Val-d’Oise : ils expérimentent un permis de conduire… à 150 €

L’association Agir Ensemble est venue tester son dispositif “100 permis pour les sans permis” à Sarcelles. C’est une première dans le département.

article de Victor Tassel,  publié sur le site leparisien.fr, le 29 10 2019

Abdelmajid, ressort de son entretien tout jouasse. « C’était super ! Je le sens bien, j’espère être sélectionné ! » Le jeune de 18 ans, originaire de Garges-lès-Gonesse, vient d’essayer de convaincre de recruteurs de le retenir pour passer le permis pour seulement 150 €.

L’association « Agir Ensemble », basée à Drancy (Seine-Saint-Denis) a organisé des entretiens, ce mardi à Sarcelles, avec une cinquantaine de jeunes du secteur pour leur dispositif « 100 permis pour les sans permis ».

Beaucoup n’ont pas les moyens de payer 1 500 €

Il permet donc d’obtenir le papier rose pour 150 € seulement, contre 70 heures de bénévolat. « Pour cela, les jeunes doivent avoir un projet professionnel très clair et qui nécessite d’avoir le permis de conduire, souligne Idriss Niang, président d’Agir Ensemble. Dans ces quartiers, beaucoup n’ont pas les moyens de payer 1 500 € mais roulent quand même en toute illégalité. Nous venons en soutien pour régulariser les situations. »

Abdelmajid, 18 ans, a postulé pour obtenir le permis à 150 €. LP/V.T. 

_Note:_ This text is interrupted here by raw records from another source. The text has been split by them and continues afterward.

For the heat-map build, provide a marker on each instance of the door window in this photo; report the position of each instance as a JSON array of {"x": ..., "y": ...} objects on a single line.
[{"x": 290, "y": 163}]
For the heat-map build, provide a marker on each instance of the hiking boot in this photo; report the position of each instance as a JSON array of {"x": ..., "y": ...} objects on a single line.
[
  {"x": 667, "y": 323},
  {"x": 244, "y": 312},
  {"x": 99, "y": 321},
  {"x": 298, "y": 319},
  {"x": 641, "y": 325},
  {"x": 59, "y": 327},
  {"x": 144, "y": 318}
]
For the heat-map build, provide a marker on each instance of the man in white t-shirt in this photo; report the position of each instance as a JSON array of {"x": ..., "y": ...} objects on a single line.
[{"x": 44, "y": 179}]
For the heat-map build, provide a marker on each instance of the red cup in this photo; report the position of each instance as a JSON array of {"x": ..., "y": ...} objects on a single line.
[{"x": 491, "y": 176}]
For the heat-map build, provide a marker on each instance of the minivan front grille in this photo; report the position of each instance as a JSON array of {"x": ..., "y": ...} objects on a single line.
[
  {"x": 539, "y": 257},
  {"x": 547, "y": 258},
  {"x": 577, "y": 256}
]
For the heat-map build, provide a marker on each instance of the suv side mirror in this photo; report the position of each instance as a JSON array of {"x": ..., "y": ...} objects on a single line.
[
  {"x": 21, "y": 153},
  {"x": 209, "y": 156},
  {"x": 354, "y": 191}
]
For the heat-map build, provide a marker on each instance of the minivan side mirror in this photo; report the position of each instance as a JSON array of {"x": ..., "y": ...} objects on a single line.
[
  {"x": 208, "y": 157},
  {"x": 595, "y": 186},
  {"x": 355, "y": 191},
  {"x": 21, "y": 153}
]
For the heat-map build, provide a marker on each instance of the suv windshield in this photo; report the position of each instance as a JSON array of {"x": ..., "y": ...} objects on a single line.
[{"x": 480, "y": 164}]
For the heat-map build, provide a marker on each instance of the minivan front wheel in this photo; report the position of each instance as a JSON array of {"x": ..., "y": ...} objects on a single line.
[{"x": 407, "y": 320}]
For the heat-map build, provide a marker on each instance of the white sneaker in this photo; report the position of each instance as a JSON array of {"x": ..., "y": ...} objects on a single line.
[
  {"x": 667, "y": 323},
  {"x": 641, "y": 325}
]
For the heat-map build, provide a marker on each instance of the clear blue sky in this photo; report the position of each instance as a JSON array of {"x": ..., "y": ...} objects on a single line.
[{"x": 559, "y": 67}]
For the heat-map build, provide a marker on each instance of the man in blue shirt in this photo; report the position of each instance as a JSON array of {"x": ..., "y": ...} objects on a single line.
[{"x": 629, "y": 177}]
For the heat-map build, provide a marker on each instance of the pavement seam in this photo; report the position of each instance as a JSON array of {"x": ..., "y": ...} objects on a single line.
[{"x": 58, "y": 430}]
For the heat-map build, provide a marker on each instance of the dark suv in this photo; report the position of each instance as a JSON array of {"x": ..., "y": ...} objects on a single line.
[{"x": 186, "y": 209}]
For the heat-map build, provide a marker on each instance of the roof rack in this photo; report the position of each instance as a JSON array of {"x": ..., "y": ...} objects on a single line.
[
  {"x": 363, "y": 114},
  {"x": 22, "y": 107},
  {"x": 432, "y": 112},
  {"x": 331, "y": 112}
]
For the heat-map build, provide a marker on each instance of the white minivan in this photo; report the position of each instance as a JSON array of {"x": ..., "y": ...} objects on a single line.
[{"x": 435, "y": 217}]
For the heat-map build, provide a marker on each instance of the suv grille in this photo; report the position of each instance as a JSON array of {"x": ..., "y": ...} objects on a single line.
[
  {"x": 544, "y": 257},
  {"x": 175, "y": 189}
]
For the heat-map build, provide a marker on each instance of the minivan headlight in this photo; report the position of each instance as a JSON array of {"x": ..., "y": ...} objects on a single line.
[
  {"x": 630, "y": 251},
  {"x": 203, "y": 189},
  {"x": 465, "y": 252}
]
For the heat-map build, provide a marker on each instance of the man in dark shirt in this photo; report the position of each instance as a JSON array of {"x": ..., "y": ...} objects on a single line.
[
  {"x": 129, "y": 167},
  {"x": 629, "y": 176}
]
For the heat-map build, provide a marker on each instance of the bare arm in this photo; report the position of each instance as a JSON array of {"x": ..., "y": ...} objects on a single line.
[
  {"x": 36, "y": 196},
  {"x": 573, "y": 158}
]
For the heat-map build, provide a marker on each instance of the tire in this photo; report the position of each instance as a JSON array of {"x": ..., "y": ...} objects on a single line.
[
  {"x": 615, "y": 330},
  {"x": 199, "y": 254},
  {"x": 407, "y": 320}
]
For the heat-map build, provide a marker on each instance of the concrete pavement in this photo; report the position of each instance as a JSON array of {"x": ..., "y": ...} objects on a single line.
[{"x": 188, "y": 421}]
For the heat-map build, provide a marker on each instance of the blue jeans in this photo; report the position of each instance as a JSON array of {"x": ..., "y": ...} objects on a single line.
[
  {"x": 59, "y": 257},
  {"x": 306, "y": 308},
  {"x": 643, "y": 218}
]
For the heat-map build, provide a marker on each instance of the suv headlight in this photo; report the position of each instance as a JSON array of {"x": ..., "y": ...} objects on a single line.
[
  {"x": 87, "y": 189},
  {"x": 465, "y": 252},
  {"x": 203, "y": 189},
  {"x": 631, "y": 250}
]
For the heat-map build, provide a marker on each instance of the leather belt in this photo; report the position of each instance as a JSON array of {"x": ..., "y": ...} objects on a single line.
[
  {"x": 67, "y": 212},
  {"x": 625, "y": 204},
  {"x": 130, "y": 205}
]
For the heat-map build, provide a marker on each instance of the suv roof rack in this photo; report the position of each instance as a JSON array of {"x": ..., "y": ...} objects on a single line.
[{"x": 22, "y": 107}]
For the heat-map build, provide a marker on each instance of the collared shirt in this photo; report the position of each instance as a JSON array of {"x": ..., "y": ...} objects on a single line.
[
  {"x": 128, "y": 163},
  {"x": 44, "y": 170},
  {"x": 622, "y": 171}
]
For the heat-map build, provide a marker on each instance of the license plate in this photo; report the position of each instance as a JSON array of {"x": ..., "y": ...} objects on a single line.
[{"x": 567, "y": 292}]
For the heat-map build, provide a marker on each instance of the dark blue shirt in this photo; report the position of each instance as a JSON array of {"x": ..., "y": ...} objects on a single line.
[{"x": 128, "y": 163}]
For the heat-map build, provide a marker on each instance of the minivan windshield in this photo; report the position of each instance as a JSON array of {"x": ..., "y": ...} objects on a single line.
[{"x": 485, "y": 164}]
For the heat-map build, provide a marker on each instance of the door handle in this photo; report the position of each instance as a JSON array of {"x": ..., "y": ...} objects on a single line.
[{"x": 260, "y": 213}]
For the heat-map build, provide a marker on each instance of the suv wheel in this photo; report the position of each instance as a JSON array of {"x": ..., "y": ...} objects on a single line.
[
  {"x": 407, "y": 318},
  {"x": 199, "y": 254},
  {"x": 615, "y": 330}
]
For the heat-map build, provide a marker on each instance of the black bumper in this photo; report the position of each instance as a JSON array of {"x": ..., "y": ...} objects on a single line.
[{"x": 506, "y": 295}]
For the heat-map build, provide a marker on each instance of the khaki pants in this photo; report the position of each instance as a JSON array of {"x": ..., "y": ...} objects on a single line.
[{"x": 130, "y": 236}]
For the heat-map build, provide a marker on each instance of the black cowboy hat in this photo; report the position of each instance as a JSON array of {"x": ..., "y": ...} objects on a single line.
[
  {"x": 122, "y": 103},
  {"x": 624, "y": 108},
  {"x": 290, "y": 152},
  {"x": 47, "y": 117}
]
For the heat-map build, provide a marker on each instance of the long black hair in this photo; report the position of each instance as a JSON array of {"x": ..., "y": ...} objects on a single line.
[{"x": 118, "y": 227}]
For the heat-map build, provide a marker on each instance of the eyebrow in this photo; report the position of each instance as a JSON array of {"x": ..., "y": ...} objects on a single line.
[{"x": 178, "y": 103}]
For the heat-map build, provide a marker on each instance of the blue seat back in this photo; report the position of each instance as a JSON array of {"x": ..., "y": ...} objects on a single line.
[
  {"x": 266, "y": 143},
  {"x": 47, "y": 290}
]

Vingt-cinq jeunes seront sélectionnés pour cette première expérimentale dans le Val-d’Oise. Elle a été « parrainée » par EuropaCity Compétences. « Nous préparons le terrain, pour les 10 000 emplois qui viendront d’ici à huit ans. Nous voulons que ce soit les jeunes du territoire qui en profitent, donc nous les accompagnons. En les mettant dans les conditions réelles d’entretien, ils apprennent les codes pour convaincre plus tard un employeur, indique Christian Lema, président d’EuropaCity compétences. À eux de jouer maintenant ! »

Montrer son sérieux

Avant de profiter du dispositif, les postulants doivent tous « se vendre », comme dans un vrai entretien d’embauche, auprès de deux personnes, qui remplissent des grilles d’évaluation où ils notent la tenue vestimentaire, le projet professionnel, l’apparence physique, l’aisance et la ponctualité.

« Ils se débrouillent très bien, car ils sont déterminés à s’en sortir et à réussir, souligne Marion Quérat, jury et salarié chez Mozaïk RH. Et, si cela ne va pas, nous laissons des appréciations pour qu’ils puissent s’améliorer. On ne les laisse pas au pied du mur. »

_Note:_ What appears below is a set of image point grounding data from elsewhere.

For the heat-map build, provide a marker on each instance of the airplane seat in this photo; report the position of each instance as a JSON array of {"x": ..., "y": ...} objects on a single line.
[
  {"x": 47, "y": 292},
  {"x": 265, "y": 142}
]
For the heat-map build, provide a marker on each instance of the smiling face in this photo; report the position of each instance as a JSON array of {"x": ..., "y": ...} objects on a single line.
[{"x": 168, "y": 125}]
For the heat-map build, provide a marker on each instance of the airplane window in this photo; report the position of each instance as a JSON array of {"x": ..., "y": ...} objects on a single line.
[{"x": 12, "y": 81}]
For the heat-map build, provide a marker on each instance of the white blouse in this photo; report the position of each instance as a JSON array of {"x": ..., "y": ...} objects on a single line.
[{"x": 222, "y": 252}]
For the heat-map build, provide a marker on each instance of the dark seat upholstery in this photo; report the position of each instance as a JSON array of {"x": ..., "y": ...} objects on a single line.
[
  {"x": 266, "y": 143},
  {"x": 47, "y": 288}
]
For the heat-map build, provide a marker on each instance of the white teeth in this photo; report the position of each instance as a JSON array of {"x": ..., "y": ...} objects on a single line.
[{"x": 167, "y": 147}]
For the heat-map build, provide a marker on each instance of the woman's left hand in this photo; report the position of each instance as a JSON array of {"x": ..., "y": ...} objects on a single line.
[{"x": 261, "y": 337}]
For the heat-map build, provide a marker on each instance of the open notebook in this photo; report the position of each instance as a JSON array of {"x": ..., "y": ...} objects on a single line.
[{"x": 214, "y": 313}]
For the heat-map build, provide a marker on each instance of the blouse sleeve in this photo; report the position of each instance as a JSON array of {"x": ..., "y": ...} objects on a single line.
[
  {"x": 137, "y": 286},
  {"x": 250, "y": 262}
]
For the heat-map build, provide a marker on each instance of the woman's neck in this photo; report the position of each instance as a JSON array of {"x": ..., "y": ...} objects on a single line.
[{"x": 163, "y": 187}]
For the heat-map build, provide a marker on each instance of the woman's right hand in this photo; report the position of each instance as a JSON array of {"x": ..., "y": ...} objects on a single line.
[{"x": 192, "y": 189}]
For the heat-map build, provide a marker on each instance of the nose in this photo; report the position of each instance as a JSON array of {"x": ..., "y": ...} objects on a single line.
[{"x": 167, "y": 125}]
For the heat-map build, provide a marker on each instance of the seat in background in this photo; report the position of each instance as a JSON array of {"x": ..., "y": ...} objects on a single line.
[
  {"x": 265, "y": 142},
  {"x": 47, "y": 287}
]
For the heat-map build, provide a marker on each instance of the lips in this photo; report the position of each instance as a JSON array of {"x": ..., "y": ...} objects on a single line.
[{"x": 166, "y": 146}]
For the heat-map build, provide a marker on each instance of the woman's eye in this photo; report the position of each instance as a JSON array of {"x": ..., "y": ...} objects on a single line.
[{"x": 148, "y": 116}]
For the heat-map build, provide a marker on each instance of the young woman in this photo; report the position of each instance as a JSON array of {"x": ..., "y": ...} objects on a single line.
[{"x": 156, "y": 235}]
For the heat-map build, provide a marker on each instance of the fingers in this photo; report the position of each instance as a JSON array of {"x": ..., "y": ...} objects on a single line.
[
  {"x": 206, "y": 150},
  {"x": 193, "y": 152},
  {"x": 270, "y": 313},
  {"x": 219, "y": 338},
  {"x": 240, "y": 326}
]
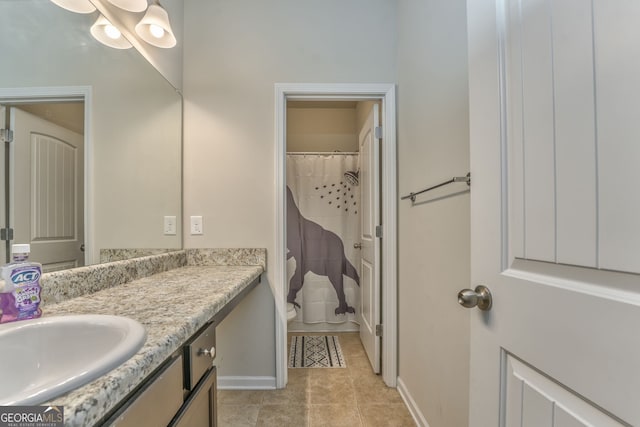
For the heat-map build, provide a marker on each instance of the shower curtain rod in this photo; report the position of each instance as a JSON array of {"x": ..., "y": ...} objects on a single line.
[{"x": 321, "y": 153}]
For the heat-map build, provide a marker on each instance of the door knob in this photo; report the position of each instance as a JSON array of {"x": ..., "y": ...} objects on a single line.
[{"x": 480, "y": 297}]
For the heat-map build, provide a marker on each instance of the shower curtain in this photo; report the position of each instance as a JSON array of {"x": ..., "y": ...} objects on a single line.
[{"x": 323, "y": 223}]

« Si on n’a pas de voiture, on est assignés à résidence »

Avant de se lancer, Ramata, 25 ans, se ronge les ongles de stress. « Je ne peux pas me louper ! » La jeune femme, au chômage après un Bac pro accueil, a besoin du permis de conduire pour devenir aide-soignante. « Je vais passer le concours et le métier a des horaires décalés. Or, à Garges, il n’y a pas assez de transports… »

Dans le secteur de Garges-Sarcelles, le permis s’apparente au Graal. « Se déplacer en transport en commun, c’est l’enfer ! Si on n’a pas de voiture, on est assignés à résidence, souffle Djenaba, étudiante en comptabilité. Et chez nous, on n’a pas les moyens de payer le tarif normal d’un permis. »

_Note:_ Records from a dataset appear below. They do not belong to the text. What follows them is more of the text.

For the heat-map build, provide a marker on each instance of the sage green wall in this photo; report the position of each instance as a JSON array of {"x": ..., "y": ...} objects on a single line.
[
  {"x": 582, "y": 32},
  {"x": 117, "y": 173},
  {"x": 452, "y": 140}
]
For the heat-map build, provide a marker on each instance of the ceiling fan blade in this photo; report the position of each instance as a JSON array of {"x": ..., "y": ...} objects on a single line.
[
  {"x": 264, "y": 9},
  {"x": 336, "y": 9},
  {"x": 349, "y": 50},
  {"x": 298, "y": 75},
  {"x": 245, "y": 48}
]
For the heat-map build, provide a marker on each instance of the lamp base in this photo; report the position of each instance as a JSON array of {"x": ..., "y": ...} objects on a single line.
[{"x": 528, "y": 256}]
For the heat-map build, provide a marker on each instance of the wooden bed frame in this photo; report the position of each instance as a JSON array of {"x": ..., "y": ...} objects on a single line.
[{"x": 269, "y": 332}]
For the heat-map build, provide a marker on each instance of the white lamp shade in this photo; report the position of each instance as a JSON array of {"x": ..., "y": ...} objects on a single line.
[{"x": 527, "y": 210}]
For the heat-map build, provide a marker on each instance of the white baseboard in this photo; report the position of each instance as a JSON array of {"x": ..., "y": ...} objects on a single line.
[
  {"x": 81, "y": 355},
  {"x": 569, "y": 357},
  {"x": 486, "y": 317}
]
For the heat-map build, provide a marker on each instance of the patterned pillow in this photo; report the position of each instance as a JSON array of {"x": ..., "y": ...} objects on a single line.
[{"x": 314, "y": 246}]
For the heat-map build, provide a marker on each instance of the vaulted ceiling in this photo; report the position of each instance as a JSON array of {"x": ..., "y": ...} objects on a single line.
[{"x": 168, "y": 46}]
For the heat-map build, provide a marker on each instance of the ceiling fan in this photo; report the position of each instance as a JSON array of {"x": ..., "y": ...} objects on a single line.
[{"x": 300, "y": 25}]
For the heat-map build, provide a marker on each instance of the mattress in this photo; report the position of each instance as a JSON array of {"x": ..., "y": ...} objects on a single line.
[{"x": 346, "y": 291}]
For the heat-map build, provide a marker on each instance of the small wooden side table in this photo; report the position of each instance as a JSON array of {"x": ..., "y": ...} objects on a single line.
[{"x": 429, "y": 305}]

Eviter la galère des transports en commun

Originaire de Sarcelles, elle est venue tenter sa chance avec son amie Maïmouna, 18 ans, étudiante en médecine à Bobigny (Seine-Saint-Denis). « Je mets plus d’une heure pour aller en cours, c’est une galère ! Le permis m’offrirait un peu plus de tranquillité et de temps de travail », confie Maïmouna, sourire aux lèvres.

Dans sa chemise bleu marine, Léotard, 26 ans, propre sur lui, essaye de se détendre ses écouteurs dans les oreilles. En alternance dans le BTP, il va débuter un BTS pour devenir chef de chantier. Un métier, qui nécessite de se déplacer « en permanence ». « Et je ne vais pas pouvoir prendre le bus ou le RER à droite à gauche. Là, des employeurs me disent qu’ils ne me recruteront pas en alternance parce que je n’ai pas le permis… » souffle-t-il.

Oulemata, 21, qui ressort de son « entretien réussir », peine aussi à trouver un stage pour valider son BTS mode. La jeune femme, recalée dans les grandes maisons de la capitale, tente de taper à la porte de plus petits ateliers… dans l’Essonne. À l’autre bout de l’Ile-de-France. « Déjà que pour aller en cours, je galère dans le RER D, alors imaginez pour aller là-bas, s’amuse-t-elle. Moi, sans le permis, je ne pourrai pas me projeter et réussir ce que je souhaite réaliser. »

Léotard, 26 ans./LP/V.T. 

Déjà  100 permis de ce type en Seine-Saint-Denis  

Cent jeunes ont déjà bénéficié du dispositif « 100 permis pour les sans permis » de l’association Agir Ensemble en Seine-Saint-Denis. La structure, fondée en 2009 à Drancy, a dernièrement obtenu le titre « d’auto-école associative ». « Cela nous facilite la vie ! », se réjouit Idriss Niang, le président. Après avoir sillonné tout le 93, l’association veut maintenant investir tous les départements d’Ile-de-France. « À commencer par l’est du 95, note Idriss Niang, où sont nos premiers voisins et où les problématiques sont les mêmes. »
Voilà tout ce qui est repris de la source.